DETRÁS DE LA PANTALLA

Hollywood mismo se ha encargado de revelar los males alojados en sus propias entrañas. Una de las primeras en hacerlo fue la cinta “Sunset Boulevard” (1950), dirigida por Billy Wilder, sobre una antigua estrella del cine mudo, Norma Desmond (Gloria Swanson), que debe lidiar con su deseo de aferrarse a la fama y con algunos atisbos de demencia. Un extraordinario relato de decadencia y de la ferocidad de la industria.

Más recientemente, “La La Land” (2016) retrató las aspiraciones de una actriz y un pianista de jazz que buscan hacerse espacio en un escenario hollywoodense en extremo competitivo. Contada en clave de musical, la cinta de Damien Chazelle posee el vuelo onírico de quienes anhelan oportunidades en el mundo del cine. Por su parte, “Había una vez en Hollywood” (2019) de Quentin Tarantino, se apropia de la tragedia real de la modelo y actriz Sharon Tate (asesinada por la secta de Charles Manson) para construir una historia sobre sueños rotos y apariencias, aunque con el habitual humor negro del director.

Más crueles (y por ende verosímiles) son dos películas de directores consagrados: “Mulholland Drive” (2001) de David Lynch, una verdadera pesadilla sobre cómo Hollywood puede devorar emocional y psicológicamente a una actriz; y “Maps to the Stars” (2014) de David Cronenberg, que ahonda en los problemas de dos estrellas del mundo del entretenimiento, plagado de traumas, filias y adicciones.

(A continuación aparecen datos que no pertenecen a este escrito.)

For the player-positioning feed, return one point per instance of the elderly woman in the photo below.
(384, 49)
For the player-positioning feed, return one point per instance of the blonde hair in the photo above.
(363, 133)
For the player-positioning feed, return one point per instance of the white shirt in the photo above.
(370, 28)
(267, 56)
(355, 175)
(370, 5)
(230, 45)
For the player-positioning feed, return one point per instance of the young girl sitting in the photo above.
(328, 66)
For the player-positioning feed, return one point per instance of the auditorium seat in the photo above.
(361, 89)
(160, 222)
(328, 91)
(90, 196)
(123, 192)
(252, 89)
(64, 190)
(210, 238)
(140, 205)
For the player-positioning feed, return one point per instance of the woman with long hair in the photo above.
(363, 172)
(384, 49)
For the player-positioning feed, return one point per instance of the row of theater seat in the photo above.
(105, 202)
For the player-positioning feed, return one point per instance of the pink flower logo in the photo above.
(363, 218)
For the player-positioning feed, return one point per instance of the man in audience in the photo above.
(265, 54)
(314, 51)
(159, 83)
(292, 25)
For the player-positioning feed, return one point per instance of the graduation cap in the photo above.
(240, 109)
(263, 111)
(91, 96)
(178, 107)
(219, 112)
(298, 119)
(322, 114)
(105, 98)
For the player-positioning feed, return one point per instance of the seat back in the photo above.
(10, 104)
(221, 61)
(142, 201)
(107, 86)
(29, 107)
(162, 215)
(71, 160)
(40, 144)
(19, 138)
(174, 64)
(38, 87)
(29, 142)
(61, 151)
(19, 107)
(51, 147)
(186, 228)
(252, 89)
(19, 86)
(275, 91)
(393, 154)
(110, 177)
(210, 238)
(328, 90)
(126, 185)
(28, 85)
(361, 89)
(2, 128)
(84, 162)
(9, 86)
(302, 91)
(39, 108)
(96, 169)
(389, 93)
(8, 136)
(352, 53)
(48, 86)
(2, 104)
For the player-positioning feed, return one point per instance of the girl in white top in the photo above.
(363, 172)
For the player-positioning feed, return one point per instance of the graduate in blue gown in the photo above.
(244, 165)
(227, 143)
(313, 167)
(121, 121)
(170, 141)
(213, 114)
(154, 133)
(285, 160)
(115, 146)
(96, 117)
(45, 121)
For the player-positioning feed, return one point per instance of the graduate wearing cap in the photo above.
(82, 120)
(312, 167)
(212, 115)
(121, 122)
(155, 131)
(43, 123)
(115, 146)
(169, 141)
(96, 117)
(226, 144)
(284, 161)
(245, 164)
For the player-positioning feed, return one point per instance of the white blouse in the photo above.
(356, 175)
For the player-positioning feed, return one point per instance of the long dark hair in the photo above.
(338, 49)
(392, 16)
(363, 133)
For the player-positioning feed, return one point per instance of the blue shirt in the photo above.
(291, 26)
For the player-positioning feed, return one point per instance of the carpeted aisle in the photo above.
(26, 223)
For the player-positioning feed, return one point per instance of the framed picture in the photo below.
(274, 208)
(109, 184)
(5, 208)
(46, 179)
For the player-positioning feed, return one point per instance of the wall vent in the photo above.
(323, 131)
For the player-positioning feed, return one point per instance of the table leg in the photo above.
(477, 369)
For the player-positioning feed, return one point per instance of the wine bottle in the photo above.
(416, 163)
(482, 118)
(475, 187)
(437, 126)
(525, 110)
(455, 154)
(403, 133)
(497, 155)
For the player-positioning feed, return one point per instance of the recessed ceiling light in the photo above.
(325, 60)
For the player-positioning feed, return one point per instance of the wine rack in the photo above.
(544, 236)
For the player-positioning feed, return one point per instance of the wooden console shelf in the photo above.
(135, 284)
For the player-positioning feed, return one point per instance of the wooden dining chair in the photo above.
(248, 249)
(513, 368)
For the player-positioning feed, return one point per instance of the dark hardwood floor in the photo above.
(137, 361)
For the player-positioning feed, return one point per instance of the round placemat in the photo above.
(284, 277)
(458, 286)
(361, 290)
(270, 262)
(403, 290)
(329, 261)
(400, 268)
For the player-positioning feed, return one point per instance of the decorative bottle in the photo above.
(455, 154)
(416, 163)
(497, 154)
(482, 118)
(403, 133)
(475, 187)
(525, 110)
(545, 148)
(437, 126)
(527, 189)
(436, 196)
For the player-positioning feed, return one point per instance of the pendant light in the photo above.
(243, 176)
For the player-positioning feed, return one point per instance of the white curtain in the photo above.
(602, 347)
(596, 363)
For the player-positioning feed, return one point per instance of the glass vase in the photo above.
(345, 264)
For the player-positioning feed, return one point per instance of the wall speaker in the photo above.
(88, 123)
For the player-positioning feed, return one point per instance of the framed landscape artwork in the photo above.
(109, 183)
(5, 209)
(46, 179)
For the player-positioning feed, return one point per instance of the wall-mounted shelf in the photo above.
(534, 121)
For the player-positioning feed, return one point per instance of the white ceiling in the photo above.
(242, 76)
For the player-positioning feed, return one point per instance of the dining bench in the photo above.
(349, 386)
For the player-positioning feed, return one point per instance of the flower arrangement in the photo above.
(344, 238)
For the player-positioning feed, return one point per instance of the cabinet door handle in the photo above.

Si del rostro más ingrato de Hollywood se trata, estas dos películas lo muestran a la perfección.

"Mulholland Drive", de David Lynch, un retrato honesto del Hollywood más despiadado.
"Mulholland Drive", de David Lynch, un retrato honesto del Hollywood más despiadado.

EN LA TV

La ficción televisiva también se ha encargado de hurgar en los secretos más oscuros de Hollywood. Para destacar es el caso de “Entourage” (2004-2011), que a lo largo de ocho temporadas siguió la historia de un joven actor, Vincent Chase (Adrian Grenier), quien protagoniza su primera película y decide llevar a sus amigos a Los Ángeles para que lo acompañen en el camino al estrellato. Una premisa simple, pero que despliega una serie de idas y venidas con el ‘star system’ como telón de fondo.

Por su parte, la serie animada “BoJack Horseman” (2014-2020) puede considerase una de las más afiladas sátiras hollywoodenses, al contar la historia de un guionista (un caballo antropomorfo) que se enfrenta a la frivolidad, la depresión y el fracaso dentro de “Hollywoo”, obvia parodia del barrio californiano.

¿Cómo luciría el Hollywood de hoy si sus perversas dinámicas se hubiesen derribado en el pasado? Pregunta de difícil respuesta, pero que se plantea la serie de Murphy que debuta hoy. Nunca es tarde para seguir soñando.